Cmdr. Roger Meyer, left, is relieved by Cmdr. Rolf Spelker, second from right, during a change-of-command ceremony Friday for the attack submarine Miami presided over by Rear Adm. Kenneth Perry (head of Submarine Group 2, second from left) in Kittery, Maine. (Navy photo by Jim Cleveland)
When Cmdr. Roger Meyer led the attack submarine Miami on a successful five-month deployment in 2010, he couldn’t have known he’d be the last commanding officer to take the boat on patrol.
But a May 2012 fire set by a worker at Portsmouth Naval Shipyard in Kittery, Maine, effectively ended the Miami’s service life. Despite a 10-hour effort to battle the blaze, led by Meyer, it would’ve cost $450 million to repair the sub — an expenditure that the Navy decided in August wasn’t worth it.
Instead of 10 more years of service, five more deployments and a handful more commanding officers, the Miami held what’s scheduled to be its final change-of-command ceremony Friday in a shipyard auditorium. Cmdr. Rolf Spelker relieved Meyer and will lead what remains of the crew until the ship’s inactivation, set for spring.
“The crew’s resiliency over the last two years is a true testament to their upstanding character,” Spelker, who’ll leave his post as action officer in the force structure, resources and assessment directorate under the chairman of the Joint Chiefs, said in a Friday news release. “I will do everything I can to continue the proud legacy of the USS Miami team.”
That team is now a 150-person crew, with 65 of those sailors in the process of transferring, according to the release. More than 70 Miami crew members have served with deploying sub crews since the ship entered the yard, the release said; eight of those are currently on deployment, The Day newspaper reported Friday.
The sub was commissioned in 1990. The shipyard worker found guilty of setting the fire was sentenced in March to more than 17 years in prison.
4 Comments
So why is there a change of command at all?? What needs to be done before you decom her and get rid of the position of CO…
I don’t understand this. Why relieve someone when it will only be for a year when the sub will be deactivated. And what exactly is being deactivated differ from decomm’d?
Nuclear vessels are deactivated and are not officially sticken from the list of active vessels until they have their nuclear reactors removed.

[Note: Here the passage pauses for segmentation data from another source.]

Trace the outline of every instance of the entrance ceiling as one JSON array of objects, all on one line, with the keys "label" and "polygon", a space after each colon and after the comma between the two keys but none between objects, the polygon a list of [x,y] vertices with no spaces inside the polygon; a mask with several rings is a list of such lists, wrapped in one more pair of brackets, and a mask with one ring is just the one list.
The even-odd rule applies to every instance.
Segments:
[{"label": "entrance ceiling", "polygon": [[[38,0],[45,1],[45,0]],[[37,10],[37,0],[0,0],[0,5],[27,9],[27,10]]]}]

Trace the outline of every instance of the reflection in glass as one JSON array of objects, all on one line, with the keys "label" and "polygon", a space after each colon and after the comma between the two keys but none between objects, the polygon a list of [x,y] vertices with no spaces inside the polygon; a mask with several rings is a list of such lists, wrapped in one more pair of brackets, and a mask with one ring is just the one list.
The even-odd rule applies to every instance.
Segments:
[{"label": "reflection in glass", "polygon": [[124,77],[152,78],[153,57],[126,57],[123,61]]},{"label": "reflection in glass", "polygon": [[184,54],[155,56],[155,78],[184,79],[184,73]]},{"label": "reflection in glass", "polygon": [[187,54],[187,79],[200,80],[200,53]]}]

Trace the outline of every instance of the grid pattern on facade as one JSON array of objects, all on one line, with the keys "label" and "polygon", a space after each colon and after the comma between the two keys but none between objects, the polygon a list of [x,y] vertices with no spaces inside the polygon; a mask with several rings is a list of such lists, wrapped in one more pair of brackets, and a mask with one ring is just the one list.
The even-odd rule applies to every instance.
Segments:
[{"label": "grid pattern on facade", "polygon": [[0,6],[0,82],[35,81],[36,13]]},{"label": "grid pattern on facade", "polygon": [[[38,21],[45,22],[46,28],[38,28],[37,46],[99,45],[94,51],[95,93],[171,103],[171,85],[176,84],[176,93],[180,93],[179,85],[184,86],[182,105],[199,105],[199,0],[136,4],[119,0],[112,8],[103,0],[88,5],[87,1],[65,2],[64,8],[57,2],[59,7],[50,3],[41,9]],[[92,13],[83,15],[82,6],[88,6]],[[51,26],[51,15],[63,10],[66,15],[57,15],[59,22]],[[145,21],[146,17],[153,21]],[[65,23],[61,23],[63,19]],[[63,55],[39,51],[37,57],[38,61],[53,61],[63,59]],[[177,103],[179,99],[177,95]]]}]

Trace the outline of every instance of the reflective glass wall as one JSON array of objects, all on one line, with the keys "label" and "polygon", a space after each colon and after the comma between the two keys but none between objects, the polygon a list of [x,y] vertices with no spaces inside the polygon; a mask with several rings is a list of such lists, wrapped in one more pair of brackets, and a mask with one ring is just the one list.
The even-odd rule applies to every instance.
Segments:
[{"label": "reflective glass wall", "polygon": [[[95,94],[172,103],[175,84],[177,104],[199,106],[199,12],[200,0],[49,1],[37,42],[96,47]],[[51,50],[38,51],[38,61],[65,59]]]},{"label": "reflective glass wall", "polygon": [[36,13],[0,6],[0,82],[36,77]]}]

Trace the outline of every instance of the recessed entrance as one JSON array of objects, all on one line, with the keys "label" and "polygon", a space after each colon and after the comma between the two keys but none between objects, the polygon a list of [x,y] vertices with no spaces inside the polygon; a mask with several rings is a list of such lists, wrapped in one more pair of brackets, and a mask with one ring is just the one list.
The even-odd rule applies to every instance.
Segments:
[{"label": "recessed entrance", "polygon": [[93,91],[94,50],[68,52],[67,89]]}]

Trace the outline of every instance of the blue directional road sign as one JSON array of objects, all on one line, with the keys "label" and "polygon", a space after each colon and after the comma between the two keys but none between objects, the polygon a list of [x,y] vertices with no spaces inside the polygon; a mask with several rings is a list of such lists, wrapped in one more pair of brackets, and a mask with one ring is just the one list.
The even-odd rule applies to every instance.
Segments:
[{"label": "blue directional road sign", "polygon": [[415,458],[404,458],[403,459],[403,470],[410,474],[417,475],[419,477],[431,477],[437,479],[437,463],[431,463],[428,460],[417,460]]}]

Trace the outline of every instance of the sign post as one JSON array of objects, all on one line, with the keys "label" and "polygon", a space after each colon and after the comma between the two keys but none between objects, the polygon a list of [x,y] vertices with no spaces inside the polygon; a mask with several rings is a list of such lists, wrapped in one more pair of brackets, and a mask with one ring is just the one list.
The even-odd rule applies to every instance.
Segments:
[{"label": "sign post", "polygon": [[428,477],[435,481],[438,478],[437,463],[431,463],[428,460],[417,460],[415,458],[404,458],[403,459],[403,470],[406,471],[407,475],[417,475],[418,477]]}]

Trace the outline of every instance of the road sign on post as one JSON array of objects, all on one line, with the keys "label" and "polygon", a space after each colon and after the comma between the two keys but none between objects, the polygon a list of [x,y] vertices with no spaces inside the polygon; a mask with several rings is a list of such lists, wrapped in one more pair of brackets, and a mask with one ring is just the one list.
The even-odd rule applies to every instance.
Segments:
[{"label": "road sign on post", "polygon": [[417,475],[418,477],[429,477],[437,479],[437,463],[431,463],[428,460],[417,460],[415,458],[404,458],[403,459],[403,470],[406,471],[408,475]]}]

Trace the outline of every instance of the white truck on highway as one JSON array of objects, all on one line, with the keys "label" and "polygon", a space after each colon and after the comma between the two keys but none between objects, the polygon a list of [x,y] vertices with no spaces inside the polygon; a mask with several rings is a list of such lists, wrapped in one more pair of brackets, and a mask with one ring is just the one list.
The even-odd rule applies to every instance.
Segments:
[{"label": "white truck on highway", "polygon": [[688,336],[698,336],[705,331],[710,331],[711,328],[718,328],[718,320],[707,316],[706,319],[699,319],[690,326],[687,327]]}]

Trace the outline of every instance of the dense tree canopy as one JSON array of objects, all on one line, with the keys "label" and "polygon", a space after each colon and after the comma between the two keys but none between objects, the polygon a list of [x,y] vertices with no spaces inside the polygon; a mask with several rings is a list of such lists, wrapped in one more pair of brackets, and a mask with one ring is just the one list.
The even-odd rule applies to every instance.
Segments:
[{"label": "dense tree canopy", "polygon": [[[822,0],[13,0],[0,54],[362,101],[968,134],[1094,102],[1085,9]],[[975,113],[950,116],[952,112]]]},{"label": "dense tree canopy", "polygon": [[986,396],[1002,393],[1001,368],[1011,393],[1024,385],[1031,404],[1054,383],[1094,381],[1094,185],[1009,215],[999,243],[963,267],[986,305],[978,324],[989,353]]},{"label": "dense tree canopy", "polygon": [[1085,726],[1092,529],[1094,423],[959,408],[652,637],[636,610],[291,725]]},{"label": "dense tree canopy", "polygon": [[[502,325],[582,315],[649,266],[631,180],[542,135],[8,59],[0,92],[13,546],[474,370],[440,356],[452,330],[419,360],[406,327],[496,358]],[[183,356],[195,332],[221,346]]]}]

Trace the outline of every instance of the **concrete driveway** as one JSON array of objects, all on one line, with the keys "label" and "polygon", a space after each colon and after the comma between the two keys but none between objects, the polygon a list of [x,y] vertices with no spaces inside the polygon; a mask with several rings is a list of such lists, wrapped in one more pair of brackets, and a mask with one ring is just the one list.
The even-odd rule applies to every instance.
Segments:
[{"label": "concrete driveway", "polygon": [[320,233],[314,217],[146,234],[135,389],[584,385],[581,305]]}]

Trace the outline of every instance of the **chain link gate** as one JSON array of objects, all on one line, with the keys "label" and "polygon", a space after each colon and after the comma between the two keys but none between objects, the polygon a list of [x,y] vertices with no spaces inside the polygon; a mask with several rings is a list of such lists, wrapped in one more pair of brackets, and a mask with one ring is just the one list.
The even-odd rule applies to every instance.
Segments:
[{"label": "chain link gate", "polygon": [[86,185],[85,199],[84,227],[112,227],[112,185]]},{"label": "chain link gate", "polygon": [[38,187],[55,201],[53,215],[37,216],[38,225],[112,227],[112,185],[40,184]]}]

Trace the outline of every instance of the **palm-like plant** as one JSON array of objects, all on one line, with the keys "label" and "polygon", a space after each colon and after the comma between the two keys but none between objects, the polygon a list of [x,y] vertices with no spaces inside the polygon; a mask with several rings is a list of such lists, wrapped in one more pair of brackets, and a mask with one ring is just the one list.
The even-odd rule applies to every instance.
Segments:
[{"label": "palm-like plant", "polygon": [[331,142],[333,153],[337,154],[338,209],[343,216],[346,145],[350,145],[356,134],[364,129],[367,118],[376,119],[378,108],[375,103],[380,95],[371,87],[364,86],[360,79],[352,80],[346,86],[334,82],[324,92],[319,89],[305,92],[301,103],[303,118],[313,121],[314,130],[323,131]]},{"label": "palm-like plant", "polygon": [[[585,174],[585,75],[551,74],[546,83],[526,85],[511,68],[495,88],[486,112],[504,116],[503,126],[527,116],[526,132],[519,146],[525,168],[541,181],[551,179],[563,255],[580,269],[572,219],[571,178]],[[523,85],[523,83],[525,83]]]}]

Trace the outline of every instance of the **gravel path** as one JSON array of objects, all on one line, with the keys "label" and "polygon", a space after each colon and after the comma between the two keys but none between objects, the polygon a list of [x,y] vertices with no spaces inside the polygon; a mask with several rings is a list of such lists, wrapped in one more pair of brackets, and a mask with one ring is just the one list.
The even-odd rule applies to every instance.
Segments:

Only then are they officially decommissioned and stricken.
They changed command for a year because officers have fairly strict career timing gates. CDR Meyer was already CO longer than he should’ve been — 37 months vice 24 months — because the Navy didn’t know whether to make his relief someone who screened for commanding officer at sea (if sub would be repaired) or screened commanding officer, submarine support (if sub would be decommissioned).
The ship needs a CO until it is defueled.